The work done during adiabatic expansion or compression of an ideal gas is given by:
(the question has multiple correct options)
(A) $n{{C}_{v}}\Delta T$
(B) $\dfrac{nR}{\gamma -1}({{T}_{2}}-{{T}_{1}})$
(C) $-nR{{P}_{ext}}[\dfrac{{{T}_{2}}{{P}_{1}}-{{T}_{1}}{{P}_{2}}}{{{P}_{1}}{{P}_{2}}}]$
(D) $-2.303RT\dfrac{{{V}_{2}}}{{{V}_{1}}}$

Answer 1

Solution

In thermodynamics, the subject which is under investigation or collection of matter is being studied is called a system, which is surrounded by a boundary is a closed surface. Through the system and surroundings, the energy and mass changes may be entered or leave.

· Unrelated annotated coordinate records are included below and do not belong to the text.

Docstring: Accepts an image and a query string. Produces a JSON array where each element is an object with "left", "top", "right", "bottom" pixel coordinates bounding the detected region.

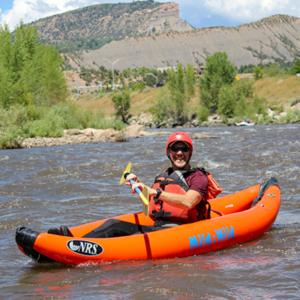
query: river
[{"left": 0, "top": 125, "right": 300, "bottom": 299}]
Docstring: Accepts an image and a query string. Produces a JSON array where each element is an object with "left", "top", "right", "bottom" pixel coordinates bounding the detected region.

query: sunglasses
[{"left": 170, "top": 146, "right": 190, "bottom": 152}]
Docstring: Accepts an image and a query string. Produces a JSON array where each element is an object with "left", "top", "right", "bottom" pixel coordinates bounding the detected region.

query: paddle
[{"left": 120, "top": 163, "right": 149, "bottom": 217}]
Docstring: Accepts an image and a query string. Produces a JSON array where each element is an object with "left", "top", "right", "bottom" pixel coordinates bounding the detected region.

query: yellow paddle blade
[
  {"left": 120, "top": 162, "right": 131, "bottom": 184},
  {"left": 140, "top": 186, "right": 149, "bottom": 217},
  {"left": 143, "top": 204, "right": 149, "bottom": 217}
]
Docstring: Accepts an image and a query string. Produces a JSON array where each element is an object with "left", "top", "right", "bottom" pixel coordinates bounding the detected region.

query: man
[{"left": 48, "top": 132, "right": 210, "bottom": 238}]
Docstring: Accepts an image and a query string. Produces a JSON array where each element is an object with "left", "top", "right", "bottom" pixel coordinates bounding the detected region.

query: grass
[{"left": 0, "top": 101, "right": 125, "bottom": 149}]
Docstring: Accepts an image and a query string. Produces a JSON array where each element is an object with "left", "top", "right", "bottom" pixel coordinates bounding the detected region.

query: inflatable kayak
[{"left": 16, "top": 177, "right": 281, "bottom": 265}]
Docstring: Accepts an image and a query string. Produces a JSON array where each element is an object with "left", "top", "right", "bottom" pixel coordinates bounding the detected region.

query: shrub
[
  {"left": 252, "top": 95, "right": 267, "bottom": 115},
  {"left": 112, "top": 90, "right": 131, "bottom": 123},
  {"left": 234, "top": 95, "right": 248, "bottom": 117},
  {"left": 253, "top": 67, "right": 264, "bottom": 80},
  {"left": 198, "top": 105, "right": 209, "bottom": 124},
  {"left": 218, "top": 85, "right": 237, "bottom": 118},
  {"left": 199, "top": 52, "right": 236, "bottom": 112}
]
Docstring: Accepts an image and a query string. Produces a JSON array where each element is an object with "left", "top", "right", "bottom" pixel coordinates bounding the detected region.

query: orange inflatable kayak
[{"left": 16, "top": 177, "right": 281, "bottom": 265}]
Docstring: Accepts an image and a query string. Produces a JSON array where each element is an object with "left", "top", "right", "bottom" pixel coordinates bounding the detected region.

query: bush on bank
[{"left": 0, "top": 101, "right": 125, "bottom": 149}]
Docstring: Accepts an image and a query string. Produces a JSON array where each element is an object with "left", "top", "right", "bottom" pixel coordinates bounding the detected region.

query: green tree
[
  {"left": 198, "top": 105, "right": 209, "bottom": 124},
  {"left": 112, "top": 90, "right": 131, "bottom": 123},
  {"left": 168, "top": 63, "right": 187, "bottom": 122},
  {"left": 199, "top": 52, "right": 236, "bottom": 112},
  {"left": 234, "top": 94, "right": 248, "bottom": 117},
  {"left": 218, "top": 85, "right": 237, "bottom": 118},
  {"left": 253, "top": 67, "right": 264, "bottom": 80},
  {"left": 0, "top": 22, "right": 66, "bottom": 108},
  {"left": 291, "top": 59, "right": 300, "bottom": 75},
  {"left": 186, "top": 64, "right": 196, "bottom": 96},
  {"left": 123, "top": 68, "right": 131, "bottom": 78}
]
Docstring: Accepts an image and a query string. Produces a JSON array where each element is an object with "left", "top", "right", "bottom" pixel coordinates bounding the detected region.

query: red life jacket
[{"left": 149, "top": 168, "right": 210, "bottom": 223}]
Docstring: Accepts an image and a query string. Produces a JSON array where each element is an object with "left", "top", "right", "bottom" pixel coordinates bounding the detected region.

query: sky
[{"left": 0, "top": 0, "right": 300, "bottom": 30}]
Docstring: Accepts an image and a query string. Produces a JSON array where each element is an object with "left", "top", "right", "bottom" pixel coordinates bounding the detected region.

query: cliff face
[
  {"left": 32, "top": 1, "right": 192, "bottom": 50},
  {"left": 28, "top": 0, "right": 300, "bottom": 70},
  {"left": 73, "top": 15, "right": 300, "bottom": 70}
]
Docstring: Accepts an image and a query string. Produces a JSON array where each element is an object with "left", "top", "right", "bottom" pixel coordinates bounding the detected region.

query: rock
[
  {"left": 192, "top": 119, "right": 199, "bottom": 127},
  {"left": 64, "top": 129, "right": 83, "bottom": 135},
  {"left": 183, "top": 122, "right": 194, "bottom": 128},
  {"left": 267, "top": 108, "right": 275, "bottom": 118},
  {"left": 157, "top": 121, "right": 167, "bottom": 128},
  {"left": 192, "top": 132, "right": 212, "bottom": 139},
  {"left": 82, "top": 128, "right": 96, "bottom": 136},
  {"left": 93, "top": 129, "right": 103, "bottom": 138},
  {"left": 274, "top": 111, "right": 287, "bottom": 121},
  {"left": 100, "top": 128, "right": 116, "bottom": 138},
  {"left": 125, "top": 125, "right": 146, "bottom": 138},
  {"left": 207, "top": 115, "right": 222, "bottom": 123}
]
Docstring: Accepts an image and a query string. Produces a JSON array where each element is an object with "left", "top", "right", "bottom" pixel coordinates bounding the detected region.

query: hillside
[
  {"left": 72, "top": 75, "right": 300, "bottom": 118},
  {"left": 70, "top": 15, "right": 300, "bottom": 70},
  {"left": 31, "top": 0, "right": 192, "bottom": 51}
]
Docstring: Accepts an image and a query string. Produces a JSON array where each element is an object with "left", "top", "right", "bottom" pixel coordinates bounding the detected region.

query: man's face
[{"left": 169, "top": 142, "right": 191, "bottom": 170}]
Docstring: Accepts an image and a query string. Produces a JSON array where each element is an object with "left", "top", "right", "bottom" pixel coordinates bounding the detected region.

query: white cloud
[
  {"left": 202, "top": 0, "right": 300, "bottom": 23},
  {"left": 0, "top": 0, "right": 300, "bottom": 30},
  {"left": 0, "top": 0, "right": 106, "bottom": 30}
]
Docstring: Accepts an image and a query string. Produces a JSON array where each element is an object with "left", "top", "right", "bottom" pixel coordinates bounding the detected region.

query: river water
[{"left": 0, "top": 125, "right": 300, "bottom": 299}]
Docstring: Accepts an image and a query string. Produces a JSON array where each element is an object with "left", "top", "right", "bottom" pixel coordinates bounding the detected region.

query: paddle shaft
[{"left": 124, "top": 174, "right": 149, "bottom": 205}]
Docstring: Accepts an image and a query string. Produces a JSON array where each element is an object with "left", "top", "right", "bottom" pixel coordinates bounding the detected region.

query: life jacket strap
[{"left": 152, "top": 211, "right": 172, "bottom": 219}]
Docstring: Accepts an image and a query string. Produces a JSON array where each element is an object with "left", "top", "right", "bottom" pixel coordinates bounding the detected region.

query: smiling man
[
  {"left": 48, "top": 132, "right": 210, "bottom": 238},
  {"left": 126, "top": 132, "right": 210, "bottom": 225}
]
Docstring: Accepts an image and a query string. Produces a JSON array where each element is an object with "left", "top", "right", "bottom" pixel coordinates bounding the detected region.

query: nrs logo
[{"left": 67, "top": 240, "right": 103, "bottom": 256}]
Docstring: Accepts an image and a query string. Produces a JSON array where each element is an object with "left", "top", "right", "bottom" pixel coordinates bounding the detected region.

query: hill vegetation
[
  {"left": 31, "top": 0, "right": 191, "bottom": 52},
  {"left": 0, "top": 22, "right": 124, "bottom": 149}
]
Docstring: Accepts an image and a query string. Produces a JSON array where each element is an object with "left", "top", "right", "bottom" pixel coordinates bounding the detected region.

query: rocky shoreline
[
  {"left": 2, "top": 103, "right": 300, "bottom": 148},
  {"left": 15, "top": 124, "right": 211, "bottom": 148}
]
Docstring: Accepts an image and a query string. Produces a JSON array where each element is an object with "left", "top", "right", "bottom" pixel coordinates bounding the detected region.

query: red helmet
[{"left": 166, "top": 132, "right": 193, "bottom": 158}]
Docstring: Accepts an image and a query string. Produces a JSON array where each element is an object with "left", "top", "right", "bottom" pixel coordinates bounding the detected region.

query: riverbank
[{"left": 12, "top": 125, "right": 211, "bottom": 148}]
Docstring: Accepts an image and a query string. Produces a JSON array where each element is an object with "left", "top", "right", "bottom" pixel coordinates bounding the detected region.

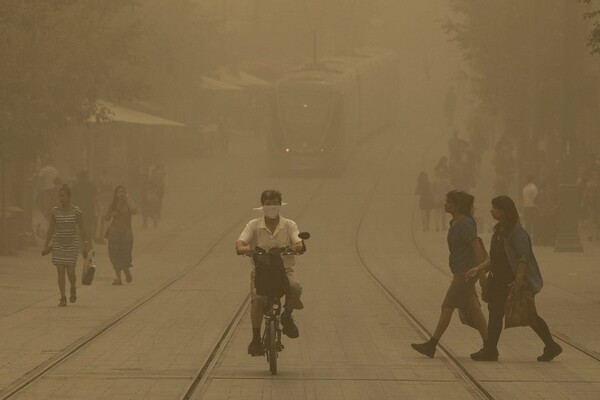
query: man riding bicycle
[{"left": 235, "top": 190, "right": 304, "bottom": 355}]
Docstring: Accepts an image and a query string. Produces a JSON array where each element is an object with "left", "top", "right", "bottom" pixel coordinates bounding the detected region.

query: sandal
[{"left": 69, "top": 288, "right": 77, "bottom": 303}]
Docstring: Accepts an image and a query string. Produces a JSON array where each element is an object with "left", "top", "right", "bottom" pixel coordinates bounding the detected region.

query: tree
[{"left": 0, "top": 0, "right": 140, "bottom": 250}]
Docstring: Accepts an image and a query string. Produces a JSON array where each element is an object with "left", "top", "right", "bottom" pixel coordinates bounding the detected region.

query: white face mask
[{"left": 263, "top": 206, "right": 281, "bottom": 219}]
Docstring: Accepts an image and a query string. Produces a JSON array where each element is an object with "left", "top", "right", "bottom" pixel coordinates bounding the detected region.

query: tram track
[
  {"left": 354, "top": 141, "right": 494, "bottom": 400},
  {"left": 0, "top": 212, "right": 250, "bottom": 400},
  {"left": 179, "top": 179, "right": 328, "bottom": 400},
  {"left": 181, "top": 132, "right": 502, "bottom": 400},
  {"left": 411, "top": 198, "right": 600, "bottom": 362}
]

Complete step by step solution:
According to the thermodynamics in system and surrounding, there are three types of systems,
(1) open system: A system can change both energy and matter with surroundings.
(2) closed system: A system can exchange only energy, not matter with surroundings
(3) isolated system: the system either energy or matter with surroundings.
When an ideal gas compressed adiabatically (Q=0) temperature increases and work is done.
Similarly, adiabatic expansion, the temperature drops with work done.
In the adiabatic process of expansion, with Q=0, and W = 0, according to the first law of thermodynamics, there is no change in the internal energy of the system.
The work is done by the adiabatic expansion, dW=pdV where dQ=0
Therefore, apply the first law of thermodynamics, work done during adiabatic expansion is
$W=n{{C}_{v}}\Delta T$
From the ideal gas law, the temperature of the mixture after the adiabatic compression is
${{T}_{2}}=(\dfrac{{{P}_{2}}{{V}_{2}}}{{{P}_{1}}{{V}_{1}}}){{T}_{1}}$
Then the work done by the mixture during the adiabatic compression is,
$W=\int{{{^{{{V}_{2}}}}_{{{V}_{1}}}}pdV}$
Then W = $-2.303RT\dfrac{{{V}_{2}}}{{{V}_{1}}}$
When an ideal gas in a quasi-static adiabatic process, $P{{V}^{\gamma -1}}=cons\tan t$
A reversible adiabatic expansion of an ideal gas, the work done is,
${{W}_{ext}}=-nR{{P}_{ext}}[\dfrac{{{T}_{2}}{{P}_{1}}-{{T}_{1}}{{P}_{2}}}{{{P}_{1}}{{P}_{2}}}]$

Hence, the options A, C, and D are correct answers.

Note: Most materials expand when heated expect water between ${{0}^{o}}C-{{4}^{o}}C$ , which with increasing temperature decreases volume. ${{C}_{p}}>{{C}_{v}}$ , then expansion occurs under constant pressure with work on surroundings.